Coraz więcej pytań, a coraz mniej odpowiedzi. Niedawno na rozpoczęciu, Dżoana poprosiła Jenny o opisanie swojej kreacji, ta odpowiedziała że jej suknia jest koloru ceglanego, z bardzo wyraźnym wzorem pustaka. No cóż, czy to znaczy że wcześniejsze problemy z włosami i butami to tak naprawdę oznaka jej transformacji? Całkiem prawdopodobne, że Jenny nie będzie już Pustakiem, a Cegłą.
Na temat Jenny można powiedzieć bardzo wiele, od razu chciałbym przeprosić jej fanatyków, a wiem że tacy są, za ewentualne oczernianie jej wizerunku. Nie to miałem na celu! Ale skoro już mowa o fanatykach, to wiecie że w naszej szkole powstał kolejny fanklub, zaraz po fanklubie Gilderoya Lockharta, dyrektora Boursiera, kozy Honoraty, teraz mamy do czynienia z fanklubem profesor Jenny Graves! Jej wierni fani znaleźli klucze do jednego z nowych gabinetów dyrektor Tinney i tam rozbili swój ‘obóz’, dyrektora która nie potrafi pozbyć się fanatyków, przeniosła się do dyrektora Boursiera… Wracając do fanklubu, każdy członek musi przygotować strój Pustaka, w którym będzie przychodził na spotkania, musi palnąć jakaś wielką głupotę w Wielkiej Sali, tak że nawet May Momente załamie ręce i musi zbierać informacje, robić zdjęcia i pisać wiersze o Jenny. Przewodniczący fanklubu, który nie podaje o sobie żadnych informacji, zawiadamia że niedługo rozszerzy swoją działalność na cały Świat Magii, a gabinet dyrektor Tinney to tylko początek. Wychodzi na to, że ewentualna transformacja profesor Grobowiec lub jej załamanie psychiczne to tylko pikuś przed tym co planują jej fanatycy. Najgorsze w tym wszystkim jest to, że nie wiadomo kto należy do tego fanklubu. Co jeśli twoja koleżanka z ławki, twój najgorszy wróg czy nauczyciel, który prowadzi zajęcia należy do fanów profesor Graves? No cóż… Strach się bać!
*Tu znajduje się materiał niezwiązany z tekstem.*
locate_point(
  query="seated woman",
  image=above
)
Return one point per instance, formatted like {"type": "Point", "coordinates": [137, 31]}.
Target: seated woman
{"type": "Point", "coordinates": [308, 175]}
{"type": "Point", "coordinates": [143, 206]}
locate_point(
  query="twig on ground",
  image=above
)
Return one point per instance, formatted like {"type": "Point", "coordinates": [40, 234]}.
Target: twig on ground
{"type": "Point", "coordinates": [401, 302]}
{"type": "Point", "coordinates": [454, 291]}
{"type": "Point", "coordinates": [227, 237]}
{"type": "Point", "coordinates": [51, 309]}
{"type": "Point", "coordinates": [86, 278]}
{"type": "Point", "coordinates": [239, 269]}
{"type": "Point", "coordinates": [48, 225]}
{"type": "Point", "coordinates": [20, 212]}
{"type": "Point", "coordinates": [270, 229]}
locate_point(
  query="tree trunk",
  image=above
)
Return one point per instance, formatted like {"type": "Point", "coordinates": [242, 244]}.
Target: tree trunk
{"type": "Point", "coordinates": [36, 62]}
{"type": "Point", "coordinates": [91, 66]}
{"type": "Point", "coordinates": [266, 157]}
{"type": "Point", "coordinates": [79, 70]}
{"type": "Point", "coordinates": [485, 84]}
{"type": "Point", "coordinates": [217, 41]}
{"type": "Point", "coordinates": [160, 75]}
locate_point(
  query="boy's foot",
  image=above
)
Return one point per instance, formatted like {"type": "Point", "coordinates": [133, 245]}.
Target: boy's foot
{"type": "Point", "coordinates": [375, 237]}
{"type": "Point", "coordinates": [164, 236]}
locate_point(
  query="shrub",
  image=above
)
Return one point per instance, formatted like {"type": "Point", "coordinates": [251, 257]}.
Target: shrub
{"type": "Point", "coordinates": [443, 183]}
Tak jak już zdążyłem napisać, ‘Na językach’ to kolejna seria, która ma bardzo dużo z plotki. Nie traktujcie więc tego co napisałem w 100% serio, choć możecie zachować odpowiednie środki ostrożności przed tym o czym zdążyłem powiedzieć. Pozorny zawsze ubezpieczony. Dla tych, którzy poczują się urażeni – nie martwcie się. „Na językach” to po prostu na językach i choćby to był pustak, mój język się nie ugnie, a więc spodziewajcie się kolejne artykułu! J Kto tym razem pójdzie do odstrzału?